East Asia Compass
South Korea’s Policy towards North Korea: Another ‘Grand Bargain’?
29 Jun, 2022 · 5820
Dr Sandip Kumar Mishra assesses President Yoon Suk-yeol’s approach in the context of its similarities with the 2009 Lee Myung-bak administration policy
After Yoon Suk-yeol’s election as the new president of South Korea, the country’s policy towards North Korea was expected to change substantially. Unlike the Moon Jae-in administration, the new South Korean government will be strict towards North Korea. Moon Jae-in tried to engage Pyongyang during his tenure. This led to several summit meetings between South Korea, North Korea, and the US. Although it couldn’t halt their missile tests, the absence of North Korean nuclear tests since September 2017 can also be attributed to Seoul’s engagement policy. Overall, there was an improvement in inter-Korea relations under Moon but it was still far from satisfactory.
President Yoon made it clear from the very beginning that South Korea wouldn’t unconditionally and unilaterally engage North Korea. It would demand more “mutual reciprocity.” Yoon is open to dialogue, but if it doesn’t bring results and remains a “diplomatic show” without denuclearisation outcomes, he believes it won’t help inter-Korea relations. In his inaugural speech, Yoon spoke of offering North Korea an “audacious plan,” including economic assistance, in exchange for denuclearisation. He asserted that the plan would “strengthen North Korea’s economy and improve quality of life for its people.” Alongside this offer, Seoul has also warned Pyongyang against conducting nuclear and missile tests. On 6 June, which is Memorial Day, Yoon talked about North Korea’s “advancing” nuclear threat and made a resolute commitment to “respond firmly and sternly to any provocations from North Korea.” On 9 June, Yoon promised to “strike the point of origin” if North Korea provoked as it did by shelling Yeonpyeong Islands in 2010.
On the face of it, the new South Korean administration offering economic incentives to North Korea and taking a principled stand on clear movement towards denuclearisation preceding such assistance appears reasonable. That inter-Korea talks should not be just for the sake of talks is also common sense. Interestingly, however, the Yoon government’s approach resembles President Lee Myung-bak’s 2009 grand bargain policy. Incidentally, it led to a worsening of inter-Korea relations. The gist of the grand bargain policy was that if North Korea gave up its nuclear and missile programmes, Seoul would help Pyongyang reach US$3,000 per capita income in the next five years. The policy also offered a security guarantee to North Korea and normalisation of inter-Korea relations. Pyongyang didn’t accept the policy’s conditions, which led to an impasse in bilateral relations.
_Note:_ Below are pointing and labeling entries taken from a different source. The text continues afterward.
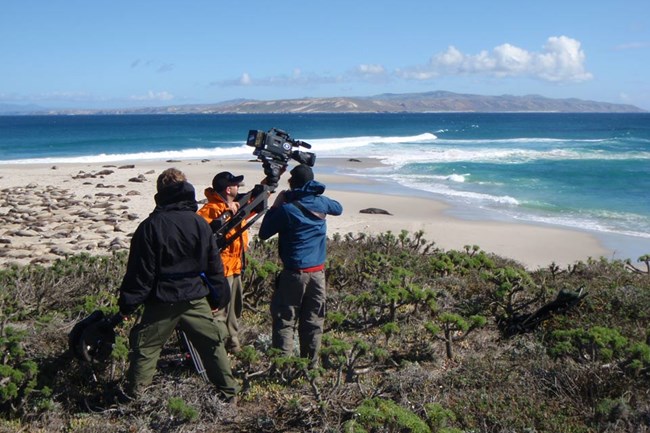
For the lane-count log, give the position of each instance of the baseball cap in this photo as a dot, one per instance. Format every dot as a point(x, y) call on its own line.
point(225, 179)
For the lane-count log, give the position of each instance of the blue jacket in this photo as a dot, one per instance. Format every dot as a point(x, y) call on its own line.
point(302, 235)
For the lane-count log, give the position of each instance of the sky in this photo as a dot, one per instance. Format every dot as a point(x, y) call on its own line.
point(142, 53)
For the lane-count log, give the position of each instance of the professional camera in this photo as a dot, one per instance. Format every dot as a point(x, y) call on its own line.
point(275, 148)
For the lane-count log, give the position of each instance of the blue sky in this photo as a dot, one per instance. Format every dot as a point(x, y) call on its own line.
point(111, 54)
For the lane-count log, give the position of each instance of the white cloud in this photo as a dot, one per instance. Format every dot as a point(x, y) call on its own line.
point(561, 59)
point(371, 70)
point(165, 67)
point(153, 96)
point(245, 79)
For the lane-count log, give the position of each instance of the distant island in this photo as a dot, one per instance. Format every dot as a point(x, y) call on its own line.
point(426, 102)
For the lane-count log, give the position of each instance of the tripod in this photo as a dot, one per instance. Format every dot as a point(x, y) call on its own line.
point(253, 201)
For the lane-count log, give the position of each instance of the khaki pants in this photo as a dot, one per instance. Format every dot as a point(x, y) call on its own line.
point(232, 313)
point(156, 325)
point(299, 299)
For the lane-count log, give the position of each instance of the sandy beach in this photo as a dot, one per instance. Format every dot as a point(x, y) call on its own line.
point(54, 210)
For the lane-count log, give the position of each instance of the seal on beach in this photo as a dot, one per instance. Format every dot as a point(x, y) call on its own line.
point(375, 210)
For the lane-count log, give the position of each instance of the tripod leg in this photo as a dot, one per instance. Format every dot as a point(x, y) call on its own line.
point(196, 359)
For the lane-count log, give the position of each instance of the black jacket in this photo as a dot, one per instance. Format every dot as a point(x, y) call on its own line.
point(169, 252)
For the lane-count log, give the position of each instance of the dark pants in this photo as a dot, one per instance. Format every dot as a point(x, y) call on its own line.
point(157, 324)
point(299, 299)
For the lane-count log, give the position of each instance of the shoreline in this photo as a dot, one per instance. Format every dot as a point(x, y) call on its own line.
point(60, 209)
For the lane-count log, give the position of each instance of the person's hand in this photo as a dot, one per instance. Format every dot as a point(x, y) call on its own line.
point(279, 199)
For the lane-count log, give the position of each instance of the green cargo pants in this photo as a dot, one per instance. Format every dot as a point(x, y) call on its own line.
point(157, 324)
point(232, 313)
point(299, 299)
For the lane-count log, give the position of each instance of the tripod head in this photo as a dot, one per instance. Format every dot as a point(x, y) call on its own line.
point(255, 201)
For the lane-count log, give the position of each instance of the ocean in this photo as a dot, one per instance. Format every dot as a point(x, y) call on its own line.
point(584, 171)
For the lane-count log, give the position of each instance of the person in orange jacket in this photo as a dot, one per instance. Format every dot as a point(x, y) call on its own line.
point(222, 197)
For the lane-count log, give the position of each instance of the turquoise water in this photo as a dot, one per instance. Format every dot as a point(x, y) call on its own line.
point(588, 171)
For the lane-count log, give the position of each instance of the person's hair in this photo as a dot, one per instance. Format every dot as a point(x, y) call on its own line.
point(169, 177)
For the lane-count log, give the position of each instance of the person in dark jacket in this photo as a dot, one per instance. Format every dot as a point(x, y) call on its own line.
point(298, 217)
point(175, 271)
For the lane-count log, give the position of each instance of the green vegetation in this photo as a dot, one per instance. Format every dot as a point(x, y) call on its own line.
point(417, 339)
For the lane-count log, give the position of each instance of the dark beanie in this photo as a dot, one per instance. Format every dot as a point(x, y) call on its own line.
point(300, 175)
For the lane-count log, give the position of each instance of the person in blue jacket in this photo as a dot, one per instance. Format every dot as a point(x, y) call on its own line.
point(298, 217)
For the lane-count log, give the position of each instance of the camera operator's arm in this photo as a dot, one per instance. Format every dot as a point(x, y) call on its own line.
point(275, 218)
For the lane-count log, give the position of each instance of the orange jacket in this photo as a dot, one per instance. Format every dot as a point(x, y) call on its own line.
point(232, 255)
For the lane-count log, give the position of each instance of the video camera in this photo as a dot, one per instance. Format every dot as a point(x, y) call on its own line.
point(275, 148)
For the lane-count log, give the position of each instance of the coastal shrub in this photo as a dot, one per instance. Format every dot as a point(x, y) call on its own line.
point(377, 355)
point(379, 414)
point(17, 373)
point(181, 411)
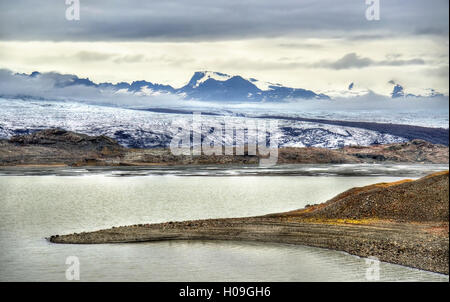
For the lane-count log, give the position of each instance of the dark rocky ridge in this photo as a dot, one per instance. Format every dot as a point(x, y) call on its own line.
point(61, 147)
point(391, 221)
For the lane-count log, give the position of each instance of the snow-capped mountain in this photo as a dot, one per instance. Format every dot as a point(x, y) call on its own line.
point(204, 85)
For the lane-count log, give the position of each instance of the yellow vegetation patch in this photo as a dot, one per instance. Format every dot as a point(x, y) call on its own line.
point(388, 184)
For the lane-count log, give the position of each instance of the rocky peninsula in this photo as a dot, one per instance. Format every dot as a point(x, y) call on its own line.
point(404, 222)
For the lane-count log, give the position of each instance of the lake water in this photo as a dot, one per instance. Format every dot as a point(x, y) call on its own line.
point(36, 203)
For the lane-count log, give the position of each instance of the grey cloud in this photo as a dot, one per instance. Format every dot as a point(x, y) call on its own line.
point(189, 20)
point(130, 59)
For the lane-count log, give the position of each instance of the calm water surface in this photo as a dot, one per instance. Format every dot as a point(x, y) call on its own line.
point(62, 201)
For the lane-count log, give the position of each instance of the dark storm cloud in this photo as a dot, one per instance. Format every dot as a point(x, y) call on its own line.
point(216, 20)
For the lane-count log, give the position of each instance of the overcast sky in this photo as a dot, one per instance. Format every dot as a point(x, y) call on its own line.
point(320, 45)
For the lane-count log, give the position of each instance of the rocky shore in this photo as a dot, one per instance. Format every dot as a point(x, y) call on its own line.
point(405, 223)
point(60, 147)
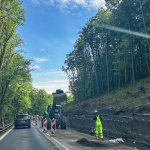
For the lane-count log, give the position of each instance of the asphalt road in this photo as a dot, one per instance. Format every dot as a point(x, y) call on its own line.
point(35, 139)
point(26, 139)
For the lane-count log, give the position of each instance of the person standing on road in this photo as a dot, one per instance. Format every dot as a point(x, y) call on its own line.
point(98, 125)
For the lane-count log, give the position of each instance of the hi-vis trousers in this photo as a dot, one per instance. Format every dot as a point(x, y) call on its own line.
point(98, 131)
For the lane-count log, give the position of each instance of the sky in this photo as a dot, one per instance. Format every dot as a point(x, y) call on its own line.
point(49, 33)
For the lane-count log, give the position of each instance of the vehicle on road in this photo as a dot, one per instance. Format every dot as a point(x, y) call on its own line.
point(23, 120)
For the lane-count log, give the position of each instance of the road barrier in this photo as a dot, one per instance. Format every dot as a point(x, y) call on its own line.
point(45, 126)
point(53, 126)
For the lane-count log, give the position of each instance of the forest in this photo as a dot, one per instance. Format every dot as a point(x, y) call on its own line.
point(112, 50)
point(17, 95)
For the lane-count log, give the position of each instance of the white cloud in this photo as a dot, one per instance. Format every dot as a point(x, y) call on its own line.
point(35, 1)
point(40, 59)
point(35, 67)
point(50, 86)
point(52, 73)
point(72, 4)
point(42, 50)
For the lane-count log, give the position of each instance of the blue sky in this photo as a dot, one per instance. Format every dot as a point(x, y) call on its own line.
point(49, 34)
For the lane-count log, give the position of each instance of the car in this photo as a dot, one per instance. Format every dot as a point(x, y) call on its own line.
point(22, 120)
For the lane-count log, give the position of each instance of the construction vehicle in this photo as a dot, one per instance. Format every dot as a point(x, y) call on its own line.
point(54, 111)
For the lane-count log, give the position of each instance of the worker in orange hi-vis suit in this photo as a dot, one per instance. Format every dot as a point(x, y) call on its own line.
point(98, 125)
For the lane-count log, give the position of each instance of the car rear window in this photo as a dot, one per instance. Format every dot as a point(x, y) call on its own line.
point(23, 116)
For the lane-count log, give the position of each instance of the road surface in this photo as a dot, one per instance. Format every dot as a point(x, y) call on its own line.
point(35, 139)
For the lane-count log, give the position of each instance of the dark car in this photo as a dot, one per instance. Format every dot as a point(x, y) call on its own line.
point(23, 120)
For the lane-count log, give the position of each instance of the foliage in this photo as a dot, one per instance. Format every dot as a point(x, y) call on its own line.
point(104, 59)
point(15, 78)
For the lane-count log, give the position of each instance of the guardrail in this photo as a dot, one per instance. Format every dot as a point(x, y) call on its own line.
point(6, 126)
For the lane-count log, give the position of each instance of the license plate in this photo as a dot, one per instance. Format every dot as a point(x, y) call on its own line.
point(22, 121)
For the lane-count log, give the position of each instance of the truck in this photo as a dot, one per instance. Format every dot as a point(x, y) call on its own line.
point(55, 110)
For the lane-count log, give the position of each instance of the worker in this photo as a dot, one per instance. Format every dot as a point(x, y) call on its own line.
point(98, 125)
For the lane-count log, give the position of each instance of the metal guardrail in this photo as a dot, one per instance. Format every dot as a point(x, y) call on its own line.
point(6, 126)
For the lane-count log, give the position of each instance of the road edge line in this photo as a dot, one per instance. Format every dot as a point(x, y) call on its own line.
point(50, 138)
point(5, 134)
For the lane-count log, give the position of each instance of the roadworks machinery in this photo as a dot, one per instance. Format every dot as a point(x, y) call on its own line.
point(54, 111)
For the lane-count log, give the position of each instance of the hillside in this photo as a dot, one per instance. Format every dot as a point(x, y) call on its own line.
point(124, 101)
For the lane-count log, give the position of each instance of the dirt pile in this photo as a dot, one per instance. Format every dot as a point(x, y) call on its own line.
point(85, 142)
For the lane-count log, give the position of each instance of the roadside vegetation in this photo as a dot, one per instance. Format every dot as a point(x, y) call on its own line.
point(110, 61)
point(127, 97)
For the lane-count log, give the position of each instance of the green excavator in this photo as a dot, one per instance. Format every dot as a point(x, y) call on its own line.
point(55, 110)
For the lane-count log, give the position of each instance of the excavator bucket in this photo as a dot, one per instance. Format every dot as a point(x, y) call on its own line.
point(57, 98)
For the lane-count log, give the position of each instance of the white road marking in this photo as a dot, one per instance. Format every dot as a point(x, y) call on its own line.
point(5, 134)
point(50, 138)
point(60, 143)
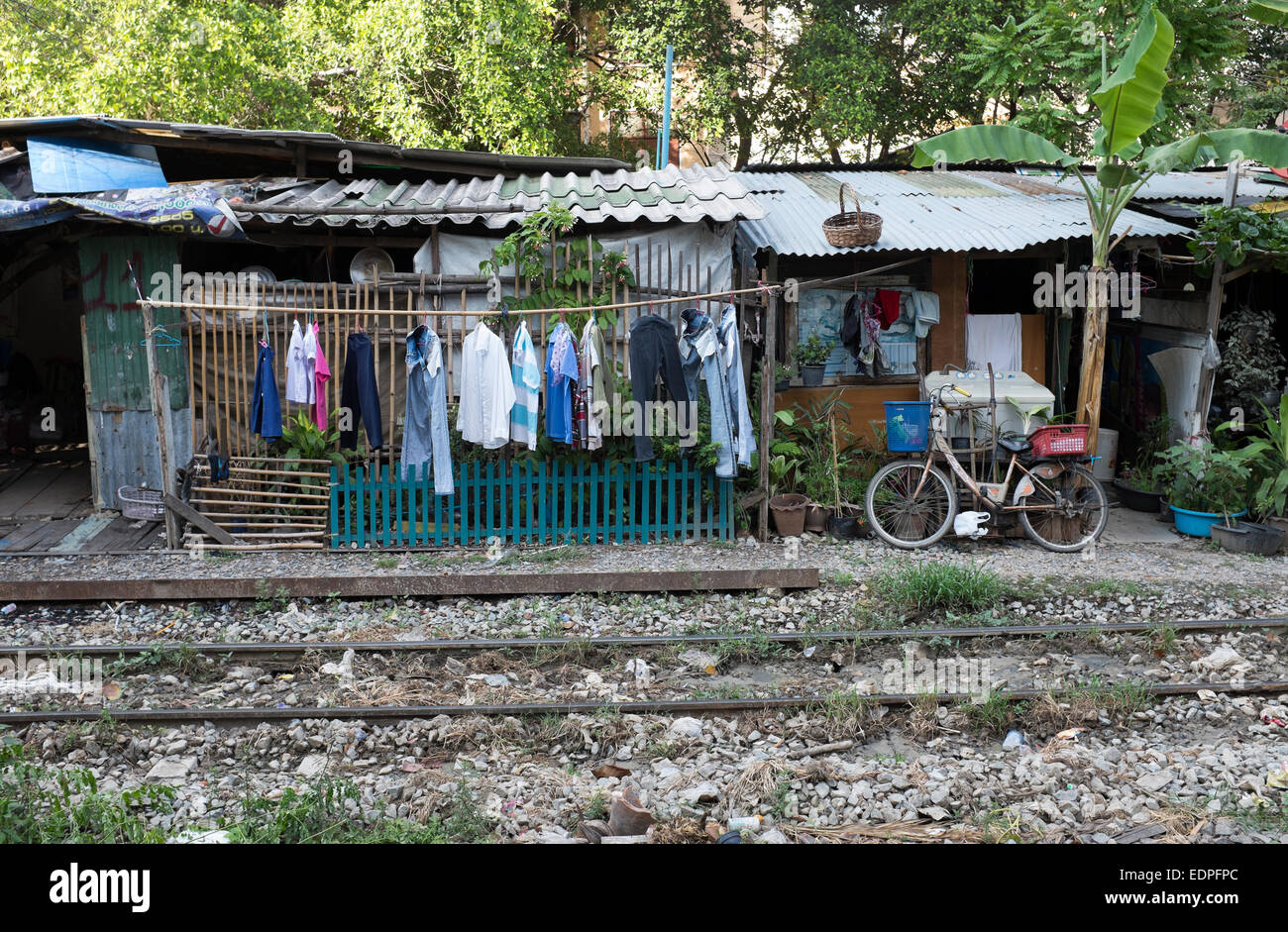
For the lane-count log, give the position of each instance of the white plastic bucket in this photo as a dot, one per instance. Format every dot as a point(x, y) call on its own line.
point(1107, 448)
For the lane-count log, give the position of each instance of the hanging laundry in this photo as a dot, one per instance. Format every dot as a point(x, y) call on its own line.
point(527, 387)
point(562, 377)
point(425, 424)
point(266, 409)
point(995, 339)
point(321, 376)
point(925, 310)
point(730, 343)
point(888, 306)
point(656, 351)
point(487, 389)
point(700, 352)
point(360, 395)
point(597, 381)
point(299, 387)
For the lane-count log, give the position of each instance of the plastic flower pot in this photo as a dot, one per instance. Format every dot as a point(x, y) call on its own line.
point(1248, 537)
point(1198, 523)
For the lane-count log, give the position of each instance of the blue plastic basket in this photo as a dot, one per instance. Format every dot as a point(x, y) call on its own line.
point(907, 426)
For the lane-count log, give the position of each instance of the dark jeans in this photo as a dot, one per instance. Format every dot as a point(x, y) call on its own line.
point(360, 394)
point(656, 348)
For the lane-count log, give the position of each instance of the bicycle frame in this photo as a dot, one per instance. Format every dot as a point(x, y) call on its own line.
point(993, 494)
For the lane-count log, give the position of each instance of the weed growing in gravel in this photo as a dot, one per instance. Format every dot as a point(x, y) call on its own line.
point(940, 587)
point(995, 716)
point(48, 806)
point(180, 661)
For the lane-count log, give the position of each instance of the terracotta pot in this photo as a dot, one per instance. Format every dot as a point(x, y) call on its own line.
point(789, 514)
point(815, 518)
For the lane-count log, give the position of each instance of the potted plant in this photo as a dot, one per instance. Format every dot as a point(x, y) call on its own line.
point(1202, 485)
point(811, 357)
point(1267, 456)
point(1134, 483)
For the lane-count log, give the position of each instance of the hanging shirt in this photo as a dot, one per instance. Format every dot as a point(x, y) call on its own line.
point(527, 387)
point(321, 376)
point(487, 390)
point(562, 376)
point(297, 387)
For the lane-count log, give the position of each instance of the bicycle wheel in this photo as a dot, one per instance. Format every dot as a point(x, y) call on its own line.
point(905, 516)
point(1074, 511)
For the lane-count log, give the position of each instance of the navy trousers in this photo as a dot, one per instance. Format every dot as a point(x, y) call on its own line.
point(360, 395)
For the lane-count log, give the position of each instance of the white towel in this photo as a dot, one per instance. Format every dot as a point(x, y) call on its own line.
point(993, 339)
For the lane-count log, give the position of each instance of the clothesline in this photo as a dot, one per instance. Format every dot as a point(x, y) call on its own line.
point(490, 312)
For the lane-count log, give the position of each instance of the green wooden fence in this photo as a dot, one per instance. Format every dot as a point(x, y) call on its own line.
point(529, 503)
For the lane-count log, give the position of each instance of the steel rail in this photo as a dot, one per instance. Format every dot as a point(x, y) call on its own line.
point(402, 586)
point(635, 707)
point(469, 644)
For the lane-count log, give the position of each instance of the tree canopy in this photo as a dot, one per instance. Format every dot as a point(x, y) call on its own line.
point(782, 80)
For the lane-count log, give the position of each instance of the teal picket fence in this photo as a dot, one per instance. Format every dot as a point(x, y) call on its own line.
point(535, 503)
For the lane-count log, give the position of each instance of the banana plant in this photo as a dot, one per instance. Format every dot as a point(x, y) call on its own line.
point(1128, 103)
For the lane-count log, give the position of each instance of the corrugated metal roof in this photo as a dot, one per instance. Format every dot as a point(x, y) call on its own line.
point(1190, 185)
point(673, 193)
point(952, 211)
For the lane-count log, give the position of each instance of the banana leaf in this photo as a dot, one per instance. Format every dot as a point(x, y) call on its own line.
point(1269, 12)
point(1004, 143)
point(1222, 146)
point(1128, 99)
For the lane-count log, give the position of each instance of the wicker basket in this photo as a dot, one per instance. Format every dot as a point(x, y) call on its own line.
point(141, 503)
point(851, 228)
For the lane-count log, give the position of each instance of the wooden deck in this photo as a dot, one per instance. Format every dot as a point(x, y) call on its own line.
point(46, 507)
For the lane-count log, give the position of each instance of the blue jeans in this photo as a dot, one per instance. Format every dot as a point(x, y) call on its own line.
point(425, 425)
point(266, 407)
point(717, 389)
point(359, 393)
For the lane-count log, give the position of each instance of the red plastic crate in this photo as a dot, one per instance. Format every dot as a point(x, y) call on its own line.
point(1060, 439)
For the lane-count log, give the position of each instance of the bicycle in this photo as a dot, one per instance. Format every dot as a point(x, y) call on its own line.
point(1057, 501)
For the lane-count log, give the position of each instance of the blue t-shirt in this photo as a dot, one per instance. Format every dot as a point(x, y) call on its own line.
point(561, 376)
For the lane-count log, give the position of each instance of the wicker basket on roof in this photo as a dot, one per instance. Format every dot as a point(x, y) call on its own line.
point(851, 227)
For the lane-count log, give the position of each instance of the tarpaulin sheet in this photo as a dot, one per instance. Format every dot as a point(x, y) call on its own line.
point(183, 210)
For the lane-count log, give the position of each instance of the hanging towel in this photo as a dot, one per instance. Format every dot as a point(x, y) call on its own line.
point(297, 387)
point(527, 387)
point(888, 306)
point(321, 376)
point(993, 339)
point(562, 376)
point(487, 389)
point(266, 409)
point(925, 310)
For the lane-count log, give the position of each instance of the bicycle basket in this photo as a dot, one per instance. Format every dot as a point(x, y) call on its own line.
point(907, 426)
point(1060, 439)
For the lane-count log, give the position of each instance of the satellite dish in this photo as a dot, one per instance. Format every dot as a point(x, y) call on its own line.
point(368, 264)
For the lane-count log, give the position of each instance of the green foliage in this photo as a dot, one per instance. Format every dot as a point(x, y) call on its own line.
point(940, 587)
point(53, 806)
point(812, 352)
point(1252, 364)
point(1235, 235)
point(1267, 456)
point(1203, 477)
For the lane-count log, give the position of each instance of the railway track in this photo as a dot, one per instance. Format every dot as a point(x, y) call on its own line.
point(455, 644)
point(529, 709)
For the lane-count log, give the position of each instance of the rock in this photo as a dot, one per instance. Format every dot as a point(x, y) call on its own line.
point(310, 766)
point(1155, 781)
point(686, 727)
point(171, 770)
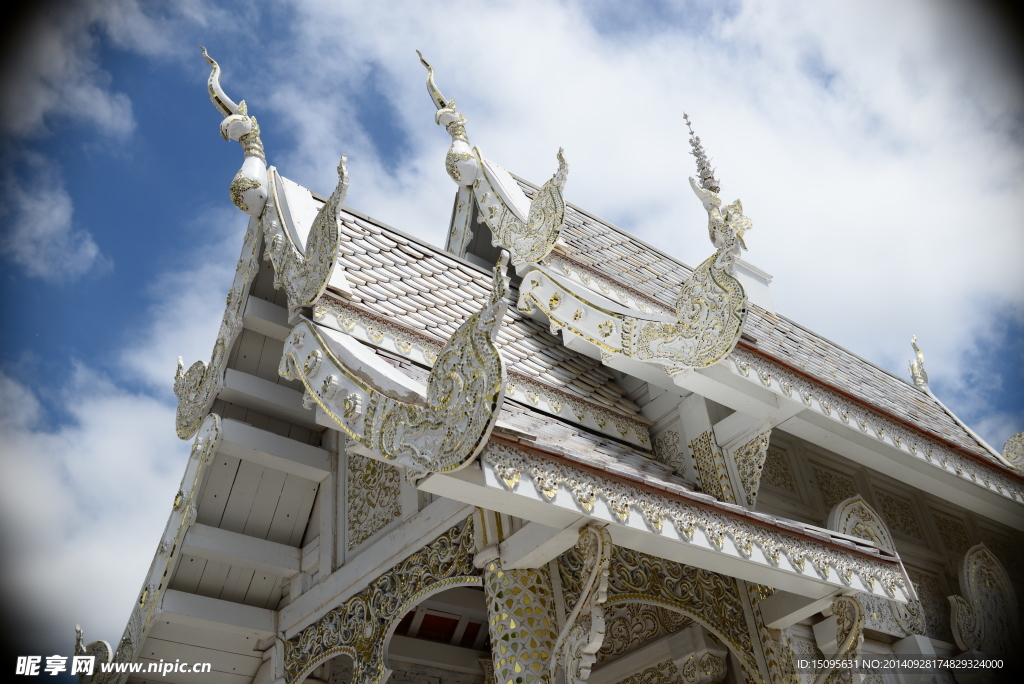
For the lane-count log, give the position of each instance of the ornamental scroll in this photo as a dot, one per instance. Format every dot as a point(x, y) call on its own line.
point(391, 420)
point(709, 598)
point(984, 617)
point(853, 516)
point(528, 229)
point(304, 274)
point(580, 640)
point(711, 306)
point(361, 626)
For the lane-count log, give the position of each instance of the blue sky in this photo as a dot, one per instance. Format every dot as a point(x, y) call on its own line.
point(877, 147)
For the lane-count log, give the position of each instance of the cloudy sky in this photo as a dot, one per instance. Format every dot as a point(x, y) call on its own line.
point(878, 146)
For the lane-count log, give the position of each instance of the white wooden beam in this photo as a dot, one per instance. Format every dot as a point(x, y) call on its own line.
point(782, 608)
point(272, 451)
point(266, 318)
point(268, 397)
point(211, 613)
point(235, 549)
point(537, 544)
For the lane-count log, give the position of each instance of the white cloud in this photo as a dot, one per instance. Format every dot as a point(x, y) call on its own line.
point(40, 233)
point(84, 500)
point(875, 146)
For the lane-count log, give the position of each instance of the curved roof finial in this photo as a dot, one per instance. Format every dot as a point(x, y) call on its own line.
point(708, 179)
point(918, 368)
point(224, 104)
point(440, 101)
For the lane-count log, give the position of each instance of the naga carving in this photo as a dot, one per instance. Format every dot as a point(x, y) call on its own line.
point(304, 273)
point(853, 516)
point(711, 306)
point(249, 188)
point(580, 640)
point(439, 428)
point(1013, 452)
point(528, 229)
point(984, 616)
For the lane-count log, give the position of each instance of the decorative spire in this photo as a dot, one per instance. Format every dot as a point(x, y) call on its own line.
point(708, 179)
point(918, 368)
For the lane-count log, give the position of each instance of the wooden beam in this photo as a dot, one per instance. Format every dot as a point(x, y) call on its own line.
point(272, 451)
point(211, 613)
point(235, 549)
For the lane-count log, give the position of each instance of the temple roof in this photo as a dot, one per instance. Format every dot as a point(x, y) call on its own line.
point(415, 285)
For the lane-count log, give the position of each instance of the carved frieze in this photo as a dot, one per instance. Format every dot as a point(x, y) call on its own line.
point(421, 348)
point(359, 627)
point(439, 431)
point(750, 460)
point(511, 466)
point(776, 471)
point(856, 518)
point(984, 617)
point(836, 407)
In hindsight, the failure of Lee Myung-bak’s North Korea policy shines a light on the current policy’s challenges. First, it is based on the assumption that Pyongyang is in a dire situation and won’t refuse an offer that includes economic incentives. Experience however shows that Pyongyang hasn’t generally been lured by such incentives in the past. Second, South Korea’s policy apparently doesn’t have any alternative course of action. If North Korea refuses the offer, the policy will then become irrelevant. Third, the policy assumes that more military engagement with the US, such as joint exercises, along with security cooperation with Japan, will scare and force North Korea into accepting South Korea’s conditions. In the past however the effect of more collective aggression has had the opposite result. Fourth, the policy also assumes that by making an offer to North Korea, South Korea has fulfilled its responsibility. Now it only remains for Pyongyang to reciprocate. But in fact more waiting could lead to further improvements in North Korea’s nuclear programme. Finally, the policy adopts a ‘balanced’ approach, which has elements of both punishment and incentive. On 15 June 2022, South Korea’s Unification Minister Kwon Young-se said that his country would try to maintain “the flexibility shown by the previous liberal administrations” but won’t compromise with “a stable stance conservative administrations” have shown in the past. The problem is that such strictness has had no effect on North Korea so far and it makes the possibility of dialogue improbable.
The new North Korea policy assumes that a combination of inducements, a show of being tough and demands for reciprocity while strengthening military cooperation with the US will be productive. This means that nothing has been learnt from the past. The Yoon administration must avoid this folly.
Dr Sandip Kumar Mishra is Associate Professor, Centre for East Asian studies, SIS, JNU, & Distinguished Fellow, IPCS.